Women increased their representation from 24 to
26. Fourteen of them are from the Justice and
Development Party. A small question is whether they will
wear headscarves when they are sworn in. A woman was
booed off the floor for coming up to take the oath
wearing a headscarf in the previous parliament.
There are moves to ban the Justice and
Development Party itself because of the record of its
leader and continuing doubts about its commitment to a
secular lifestyle. There are many hardliners among its
members.
The party, called at times Muslim
Democrats to match it with the Christian Democrats of
Europe, campaigned with promises of good governance in a
country often jolted by corruption scandals. It also
promised new measures to bolster an economy kept afloat
for now with a US$16 billion rescue package from the
International Monetary Fund (IMF). Hundreds of thousands
of workers have lost their jobs. Turkey's total internal
and external debt is estimated at $200 billion.
In an effort to calms fears of sudden change,
Erdogan announced that his party would intensify
Turkey's efforts to join the European Union and keep up
the recovery program required by the IMF. But there is
little doubt that Turkey is in for significant changes
as it is led by an unknown entity which has yet to set
out its economic and social programs in detail.
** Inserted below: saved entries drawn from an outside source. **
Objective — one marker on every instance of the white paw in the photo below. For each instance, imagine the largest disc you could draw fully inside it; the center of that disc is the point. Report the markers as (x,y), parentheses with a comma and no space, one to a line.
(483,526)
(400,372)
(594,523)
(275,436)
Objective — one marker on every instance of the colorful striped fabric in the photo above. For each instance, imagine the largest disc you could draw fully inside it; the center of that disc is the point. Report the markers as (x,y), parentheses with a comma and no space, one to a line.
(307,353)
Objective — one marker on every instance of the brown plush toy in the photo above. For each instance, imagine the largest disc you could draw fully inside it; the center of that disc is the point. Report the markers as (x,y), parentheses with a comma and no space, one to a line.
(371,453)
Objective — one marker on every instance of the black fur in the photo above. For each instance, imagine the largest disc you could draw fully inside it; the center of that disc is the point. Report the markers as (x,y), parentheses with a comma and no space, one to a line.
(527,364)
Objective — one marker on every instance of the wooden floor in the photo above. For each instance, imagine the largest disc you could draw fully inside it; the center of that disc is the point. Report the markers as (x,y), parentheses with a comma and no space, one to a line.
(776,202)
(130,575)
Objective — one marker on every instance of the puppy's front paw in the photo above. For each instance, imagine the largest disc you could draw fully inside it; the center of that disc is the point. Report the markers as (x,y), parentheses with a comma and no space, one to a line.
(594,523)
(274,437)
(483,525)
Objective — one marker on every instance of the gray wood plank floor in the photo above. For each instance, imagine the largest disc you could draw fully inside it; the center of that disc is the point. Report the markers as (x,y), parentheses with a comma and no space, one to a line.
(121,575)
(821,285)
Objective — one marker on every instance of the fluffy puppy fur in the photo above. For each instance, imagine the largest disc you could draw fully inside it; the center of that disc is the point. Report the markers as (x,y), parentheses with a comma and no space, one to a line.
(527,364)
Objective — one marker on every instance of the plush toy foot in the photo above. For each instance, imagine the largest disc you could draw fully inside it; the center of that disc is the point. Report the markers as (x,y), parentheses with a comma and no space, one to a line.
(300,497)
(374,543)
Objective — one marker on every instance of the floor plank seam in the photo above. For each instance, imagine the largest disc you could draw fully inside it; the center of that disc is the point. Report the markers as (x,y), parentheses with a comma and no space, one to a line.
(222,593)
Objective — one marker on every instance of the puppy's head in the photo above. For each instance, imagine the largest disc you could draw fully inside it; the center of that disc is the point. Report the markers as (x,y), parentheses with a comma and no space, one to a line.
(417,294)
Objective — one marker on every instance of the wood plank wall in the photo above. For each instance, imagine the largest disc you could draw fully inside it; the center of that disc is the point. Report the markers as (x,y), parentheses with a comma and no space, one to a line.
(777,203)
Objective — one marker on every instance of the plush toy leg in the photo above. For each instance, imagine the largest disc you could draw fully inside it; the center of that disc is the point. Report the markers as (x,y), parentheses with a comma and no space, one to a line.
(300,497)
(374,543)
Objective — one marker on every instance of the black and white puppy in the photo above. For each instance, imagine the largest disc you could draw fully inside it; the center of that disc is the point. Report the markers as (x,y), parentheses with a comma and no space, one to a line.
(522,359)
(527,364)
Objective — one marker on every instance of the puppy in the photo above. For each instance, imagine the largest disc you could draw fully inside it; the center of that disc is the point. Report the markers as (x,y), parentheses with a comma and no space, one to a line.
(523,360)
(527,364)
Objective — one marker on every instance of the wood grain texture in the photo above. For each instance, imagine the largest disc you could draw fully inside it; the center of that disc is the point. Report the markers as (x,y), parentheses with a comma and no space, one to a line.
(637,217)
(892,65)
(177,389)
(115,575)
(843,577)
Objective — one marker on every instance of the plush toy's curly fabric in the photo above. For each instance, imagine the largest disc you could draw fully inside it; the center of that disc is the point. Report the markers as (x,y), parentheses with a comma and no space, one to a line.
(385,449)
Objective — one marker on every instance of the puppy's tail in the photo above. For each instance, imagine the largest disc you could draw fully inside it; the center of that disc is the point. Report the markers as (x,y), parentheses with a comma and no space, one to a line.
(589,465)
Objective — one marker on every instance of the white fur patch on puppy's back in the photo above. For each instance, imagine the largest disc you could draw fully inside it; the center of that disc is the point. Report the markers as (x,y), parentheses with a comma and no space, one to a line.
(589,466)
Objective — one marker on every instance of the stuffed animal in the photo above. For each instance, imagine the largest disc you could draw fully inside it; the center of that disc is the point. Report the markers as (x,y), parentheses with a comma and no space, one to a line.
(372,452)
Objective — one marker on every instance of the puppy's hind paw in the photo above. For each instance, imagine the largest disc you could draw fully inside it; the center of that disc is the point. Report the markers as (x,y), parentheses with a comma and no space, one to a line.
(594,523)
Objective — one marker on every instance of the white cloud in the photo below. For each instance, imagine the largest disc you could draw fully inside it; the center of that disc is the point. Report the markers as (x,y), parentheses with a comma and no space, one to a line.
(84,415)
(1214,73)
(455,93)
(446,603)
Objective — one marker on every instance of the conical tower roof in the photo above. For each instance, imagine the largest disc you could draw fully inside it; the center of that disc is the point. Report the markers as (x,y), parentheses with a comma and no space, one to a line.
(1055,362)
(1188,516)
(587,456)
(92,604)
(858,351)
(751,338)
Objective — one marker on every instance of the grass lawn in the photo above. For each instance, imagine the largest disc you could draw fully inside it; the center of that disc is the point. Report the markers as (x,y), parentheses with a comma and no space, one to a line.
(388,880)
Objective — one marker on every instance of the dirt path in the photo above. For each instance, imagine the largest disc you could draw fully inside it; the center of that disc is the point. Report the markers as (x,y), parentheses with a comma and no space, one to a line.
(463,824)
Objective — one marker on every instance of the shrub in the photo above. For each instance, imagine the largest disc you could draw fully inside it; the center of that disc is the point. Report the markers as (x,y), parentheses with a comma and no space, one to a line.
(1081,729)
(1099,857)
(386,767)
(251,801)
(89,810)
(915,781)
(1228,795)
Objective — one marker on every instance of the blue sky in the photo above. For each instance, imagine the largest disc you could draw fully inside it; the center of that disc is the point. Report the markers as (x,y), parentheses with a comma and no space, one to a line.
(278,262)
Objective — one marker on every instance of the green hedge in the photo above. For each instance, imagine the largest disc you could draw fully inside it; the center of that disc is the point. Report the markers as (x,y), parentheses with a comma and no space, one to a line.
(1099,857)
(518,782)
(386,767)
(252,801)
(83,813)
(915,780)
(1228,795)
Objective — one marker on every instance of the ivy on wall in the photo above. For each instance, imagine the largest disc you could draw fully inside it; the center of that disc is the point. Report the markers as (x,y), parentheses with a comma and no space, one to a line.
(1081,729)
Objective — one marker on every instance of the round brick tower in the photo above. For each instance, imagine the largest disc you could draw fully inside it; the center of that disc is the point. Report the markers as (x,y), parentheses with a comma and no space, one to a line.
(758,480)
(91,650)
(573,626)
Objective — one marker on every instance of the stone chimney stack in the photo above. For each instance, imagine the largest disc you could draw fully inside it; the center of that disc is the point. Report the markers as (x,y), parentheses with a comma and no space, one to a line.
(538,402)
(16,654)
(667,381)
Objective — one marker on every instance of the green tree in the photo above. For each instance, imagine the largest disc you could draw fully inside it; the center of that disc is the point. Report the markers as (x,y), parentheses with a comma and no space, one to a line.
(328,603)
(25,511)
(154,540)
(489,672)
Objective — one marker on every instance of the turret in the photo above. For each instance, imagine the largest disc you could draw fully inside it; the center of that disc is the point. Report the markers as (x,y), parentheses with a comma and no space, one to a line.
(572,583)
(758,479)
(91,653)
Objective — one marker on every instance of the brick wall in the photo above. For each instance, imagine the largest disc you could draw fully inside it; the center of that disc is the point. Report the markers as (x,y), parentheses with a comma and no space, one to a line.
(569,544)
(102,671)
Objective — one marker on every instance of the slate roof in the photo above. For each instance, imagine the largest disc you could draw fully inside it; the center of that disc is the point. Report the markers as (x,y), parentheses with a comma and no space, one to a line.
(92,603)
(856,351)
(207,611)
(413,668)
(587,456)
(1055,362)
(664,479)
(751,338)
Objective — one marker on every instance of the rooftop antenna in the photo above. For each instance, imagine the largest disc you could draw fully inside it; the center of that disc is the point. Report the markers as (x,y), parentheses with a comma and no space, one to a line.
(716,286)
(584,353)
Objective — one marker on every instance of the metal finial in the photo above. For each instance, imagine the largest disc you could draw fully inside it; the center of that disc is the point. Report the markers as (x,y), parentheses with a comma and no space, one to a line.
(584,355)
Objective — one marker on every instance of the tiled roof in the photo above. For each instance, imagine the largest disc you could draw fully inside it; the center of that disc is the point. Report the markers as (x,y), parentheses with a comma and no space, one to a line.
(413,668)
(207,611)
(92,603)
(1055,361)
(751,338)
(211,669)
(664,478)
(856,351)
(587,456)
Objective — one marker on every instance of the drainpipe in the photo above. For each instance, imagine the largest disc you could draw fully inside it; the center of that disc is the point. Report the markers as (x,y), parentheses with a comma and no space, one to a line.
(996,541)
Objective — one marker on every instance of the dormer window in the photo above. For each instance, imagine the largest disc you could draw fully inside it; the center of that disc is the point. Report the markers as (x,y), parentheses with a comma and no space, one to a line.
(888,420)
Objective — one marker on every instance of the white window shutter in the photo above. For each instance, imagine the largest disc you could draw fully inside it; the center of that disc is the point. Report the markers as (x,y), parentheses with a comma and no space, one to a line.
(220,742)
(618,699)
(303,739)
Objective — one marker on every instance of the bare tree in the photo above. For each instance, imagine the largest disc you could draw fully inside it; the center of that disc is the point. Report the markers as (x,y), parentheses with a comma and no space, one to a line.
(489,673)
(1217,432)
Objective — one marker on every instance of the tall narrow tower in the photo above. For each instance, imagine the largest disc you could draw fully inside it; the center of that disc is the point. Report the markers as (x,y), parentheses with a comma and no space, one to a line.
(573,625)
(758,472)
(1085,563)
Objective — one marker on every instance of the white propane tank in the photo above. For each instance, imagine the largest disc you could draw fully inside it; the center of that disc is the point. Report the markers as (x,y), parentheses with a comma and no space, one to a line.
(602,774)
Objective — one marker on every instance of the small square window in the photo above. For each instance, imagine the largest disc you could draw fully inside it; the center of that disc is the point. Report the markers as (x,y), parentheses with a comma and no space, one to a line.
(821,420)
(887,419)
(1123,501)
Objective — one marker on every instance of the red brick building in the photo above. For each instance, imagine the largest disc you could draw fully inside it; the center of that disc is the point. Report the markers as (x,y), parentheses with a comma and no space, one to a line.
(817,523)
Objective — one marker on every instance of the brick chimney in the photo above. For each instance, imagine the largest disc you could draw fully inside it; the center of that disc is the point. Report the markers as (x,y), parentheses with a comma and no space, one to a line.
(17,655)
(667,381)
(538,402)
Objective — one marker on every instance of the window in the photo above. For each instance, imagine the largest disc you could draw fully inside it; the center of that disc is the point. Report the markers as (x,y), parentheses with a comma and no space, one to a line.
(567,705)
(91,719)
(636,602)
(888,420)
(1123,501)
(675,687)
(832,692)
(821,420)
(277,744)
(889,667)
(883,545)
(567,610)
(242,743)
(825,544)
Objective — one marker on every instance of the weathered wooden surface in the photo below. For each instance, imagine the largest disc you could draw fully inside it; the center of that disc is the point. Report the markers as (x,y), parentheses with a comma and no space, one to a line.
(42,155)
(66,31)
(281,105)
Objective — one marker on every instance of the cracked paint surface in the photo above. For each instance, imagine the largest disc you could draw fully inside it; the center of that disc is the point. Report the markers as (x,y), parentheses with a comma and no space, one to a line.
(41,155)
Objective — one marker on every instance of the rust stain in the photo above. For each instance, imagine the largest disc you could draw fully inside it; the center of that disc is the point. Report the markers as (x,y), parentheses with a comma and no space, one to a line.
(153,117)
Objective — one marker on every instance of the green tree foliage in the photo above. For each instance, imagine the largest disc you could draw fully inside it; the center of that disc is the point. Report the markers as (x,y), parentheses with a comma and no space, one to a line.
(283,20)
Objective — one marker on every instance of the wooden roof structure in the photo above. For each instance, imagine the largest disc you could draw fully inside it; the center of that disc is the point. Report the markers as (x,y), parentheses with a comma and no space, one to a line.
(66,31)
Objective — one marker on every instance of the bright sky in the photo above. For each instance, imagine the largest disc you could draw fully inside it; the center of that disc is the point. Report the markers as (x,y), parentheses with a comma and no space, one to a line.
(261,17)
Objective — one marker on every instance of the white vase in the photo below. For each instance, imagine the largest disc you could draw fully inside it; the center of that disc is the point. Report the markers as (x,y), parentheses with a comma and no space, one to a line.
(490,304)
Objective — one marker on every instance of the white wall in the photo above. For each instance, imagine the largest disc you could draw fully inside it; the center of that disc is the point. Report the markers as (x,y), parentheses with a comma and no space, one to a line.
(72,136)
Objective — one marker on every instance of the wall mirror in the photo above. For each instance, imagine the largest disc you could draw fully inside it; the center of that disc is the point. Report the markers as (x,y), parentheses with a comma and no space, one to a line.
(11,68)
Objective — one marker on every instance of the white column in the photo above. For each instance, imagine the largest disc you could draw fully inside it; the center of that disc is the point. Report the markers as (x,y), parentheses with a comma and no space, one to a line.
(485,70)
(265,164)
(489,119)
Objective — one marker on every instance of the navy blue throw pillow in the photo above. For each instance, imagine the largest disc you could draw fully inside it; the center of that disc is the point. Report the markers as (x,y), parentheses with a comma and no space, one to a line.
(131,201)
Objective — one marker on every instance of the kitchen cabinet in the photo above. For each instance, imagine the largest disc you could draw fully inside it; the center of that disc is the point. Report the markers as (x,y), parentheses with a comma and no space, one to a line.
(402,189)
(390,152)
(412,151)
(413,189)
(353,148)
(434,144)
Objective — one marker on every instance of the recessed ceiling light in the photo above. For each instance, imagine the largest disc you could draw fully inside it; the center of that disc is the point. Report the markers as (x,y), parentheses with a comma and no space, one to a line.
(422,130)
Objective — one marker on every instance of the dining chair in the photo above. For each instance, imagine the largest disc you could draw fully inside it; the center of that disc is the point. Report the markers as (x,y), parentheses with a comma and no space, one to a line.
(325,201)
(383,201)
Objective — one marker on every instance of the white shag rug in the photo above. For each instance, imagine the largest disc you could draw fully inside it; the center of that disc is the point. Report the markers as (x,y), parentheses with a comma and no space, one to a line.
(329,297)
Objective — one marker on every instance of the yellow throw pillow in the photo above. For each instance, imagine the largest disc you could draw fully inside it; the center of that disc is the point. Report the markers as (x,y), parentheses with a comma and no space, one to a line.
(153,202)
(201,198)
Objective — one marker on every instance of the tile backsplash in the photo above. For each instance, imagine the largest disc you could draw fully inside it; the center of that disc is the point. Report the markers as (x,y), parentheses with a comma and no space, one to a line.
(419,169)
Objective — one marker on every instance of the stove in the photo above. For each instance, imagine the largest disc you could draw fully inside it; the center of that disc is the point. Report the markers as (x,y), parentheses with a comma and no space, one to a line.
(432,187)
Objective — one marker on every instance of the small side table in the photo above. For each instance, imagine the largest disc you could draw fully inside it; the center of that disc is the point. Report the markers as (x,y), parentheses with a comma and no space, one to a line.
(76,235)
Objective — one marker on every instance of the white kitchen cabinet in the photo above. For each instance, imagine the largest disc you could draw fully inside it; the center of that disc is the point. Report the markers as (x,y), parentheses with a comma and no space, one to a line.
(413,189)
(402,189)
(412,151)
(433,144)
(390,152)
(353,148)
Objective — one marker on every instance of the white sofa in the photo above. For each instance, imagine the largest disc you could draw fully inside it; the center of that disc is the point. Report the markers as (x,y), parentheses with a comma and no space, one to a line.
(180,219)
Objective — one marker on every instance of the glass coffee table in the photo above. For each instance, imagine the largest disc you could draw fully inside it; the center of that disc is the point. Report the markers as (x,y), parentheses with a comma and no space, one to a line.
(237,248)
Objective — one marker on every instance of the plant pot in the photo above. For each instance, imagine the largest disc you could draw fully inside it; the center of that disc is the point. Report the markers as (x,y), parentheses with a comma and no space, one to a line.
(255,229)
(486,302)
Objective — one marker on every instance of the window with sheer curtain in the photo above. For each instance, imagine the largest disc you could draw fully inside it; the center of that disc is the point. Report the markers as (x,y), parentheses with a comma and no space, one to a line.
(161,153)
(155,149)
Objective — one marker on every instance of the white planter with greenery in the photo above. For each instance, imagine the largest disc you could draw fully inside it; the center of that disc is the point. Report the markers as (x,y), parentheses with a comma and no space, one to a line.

Erdogan has asked for victory celebrations to be
toned down. He is keen not to upset the powerful
military, which had chased Erdogan's earlier Islamist
party from power. The military considers itself the
ultimate guardian of secular order. The military made no
comment on the election results and is believed to
support Erdogan's policy of fighting corruption and the
economic malaise so long as he does not attempt to
inject Islamic views into public life.
Early
comment from EU capitals did not indicate any alarm over
the ascendancy of a party with a religious past. Erdogan
said that he would begin a new round of lobbying for
Turkey to be given a date on accession talks at the EU
summit in Copenhagen in December.
It is still
uncertain who will be prime minister. Erdogan said that
this would be decided by senior party officials within a
few days. A leading candidate is deputy leader Abdullah
Gul.
But a constitutional change to the effect
that a prime minister need not be a member of parliament
is also being considered. That would allow Erdogan to
lead both the government and the party. The ruling party
has a majority that is close to the numbers required to
change the constitution.
In his first public
statement, Erdogan spoke against "bloodshed" in Iraq, as
he sought to distance Turkey from a unilateral US strike
at its neighbor. But Turkey, which is often snubbed by
the EU, needs strong US support, while the US needs
Turkish bases for effective military operations against
the Iraqi regime. Analysts say also that the new
government may also tilt towards the Palestinian cause,
although the military has strong links with Israel.